Fine the 8700K is 95 watts as well and it hits 145 watts or so which is way beyond TDP. It's simple to compete Intel has factory overclocked their chips in gross violation of their TDP, AMD did the same thing with Bulldozer to try to keep up. It's one thing to go a bit past the TDP but Intel right now is shattering their TDP ratings. Which is obvious when you see a 7700K is 91 watts TDP and runs at 95 watts TDP on average and the 7700K was a halo chip at one time.
 
Hoping for an upgrade, I have a 1700 that I want to pass onto my fiance and go for hopefully the 12 core. I'll likely need a new motherboard as well, as I need more SATA ports and M.2 slots so I've been wanting one for a while. I already have the case, memory, etc. that I'm gonna transfer over so if I spend about $750(?) between motherboard and CPU it'll still be a damn nice upgrade, I can hold off on a videocard upgrade for a little longer. Probably gonna get one (or two) of those fancy new PCI-E 4 NVME drives as well.

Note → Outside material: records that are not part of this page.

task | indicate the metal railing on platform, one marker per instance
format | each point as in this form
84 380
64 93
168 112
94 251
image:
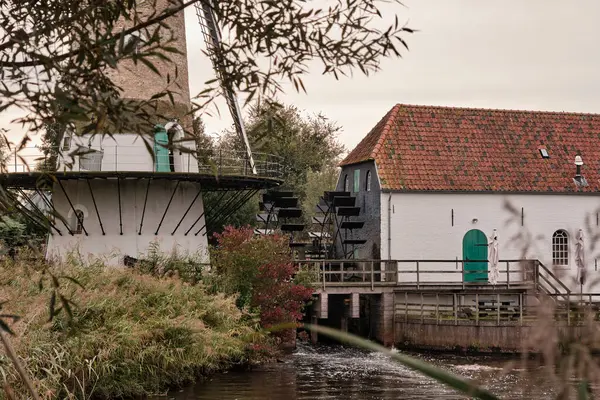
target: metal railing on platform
127 158
419 273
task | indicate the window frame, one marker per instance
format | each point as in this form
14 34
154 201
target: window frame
560 249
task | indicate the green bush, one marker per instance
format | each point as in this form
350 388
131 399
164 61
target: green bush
130 334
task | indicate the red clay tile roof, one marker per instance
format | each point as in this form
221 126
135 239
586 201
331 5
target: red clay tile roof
447 148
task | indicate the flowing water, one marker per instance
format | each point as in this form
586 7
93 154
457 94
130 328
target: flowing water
335 372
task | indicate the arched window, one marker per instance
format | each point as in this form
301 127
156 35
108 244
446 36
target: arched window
560 248
66 142
78 222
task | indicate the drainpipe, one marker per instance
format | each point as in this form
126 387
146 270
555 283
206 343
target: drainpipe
390 226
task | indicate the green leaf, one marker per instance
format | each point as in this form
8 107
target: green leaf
5 327
52 305
583 392
454 381
66 306
150 66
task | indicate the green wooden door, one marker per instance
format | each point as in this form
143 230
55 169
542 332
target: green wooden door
475 248
161 152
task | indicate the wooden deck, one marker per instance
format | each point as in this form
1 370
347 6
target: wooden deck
379 276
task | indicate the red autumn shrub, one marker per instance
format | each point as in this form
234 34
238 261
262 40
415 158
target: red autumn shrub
261 270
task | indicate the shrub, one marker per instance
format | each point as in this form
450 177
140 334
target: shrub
260 270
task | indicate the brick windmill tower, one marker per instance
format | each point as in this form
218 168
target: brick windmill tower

Upside is that a new motherboard/CPU should be able to actually utilize all my memory at its correct timing, so I should be able to get it up to its rated 3200mts instead of its current barely stable 2800mts. Combined with higher frequency, more cores, and 20%(ish?) better IPC it should hold me over.

I'm in a far better place financially now than I was when Ryzen launched, and with both of our systems being AM4 systems now I can easily pass off my current stuff to my fiance. Which is great, we both game but she doesn't care about all the fancy graphics or framerates as much as I do. 1080p60 should be enough for her for quite a long time. I already upgraded her to 32GB of ram, which even with her 200-300 tabs open at once finally seems like enough.
 
I'm wondering if we should look at this not as power draw directly. Aside from AMD's traditionally wacky TPD numbers, the extra TDP rating may be to allow for higher sustained boost clocks.

What we don't know is if the lower part will be TDP limited, or if this SKU separation is mostly for OEMs. It may be that given the same enthusiast-grade power delivery and cooling, the parts could produce very similar results.

That was kind of the situation for the 2700 vs 2700x. The boost clock algorithms reacted very differently to each processor, even though both were pretty regularly able to hit 4.1-4.2 all core OC. The 2700 natural behavior constrained it a lot more to keep it much lower on power draw, but you could force it to draw as much as a 2700x. I think that's what the TDP diff is here. The behavior in how aggressively it automatically pursues that auto-oc.
 
Fine the 8700K is 95 watts as well and it hits 145 watts or so which is way beyond TDP. It's simple to compete Intel has factory overclocked their chips in gross violation of their TDP, AMD did the same thing with Bulldozer to try to keep up. It's one thing to go a bit past the TDP but Intel right now is shattering their TDP ratings. Which is obvious when you see a 7700K is 91 watts TDP and runs at 95 watts TDP on average and the 7700K was a halo chip at one time.

...if you let it exceed the TDP in the BIOS, which you're going to do with the AMD parts too.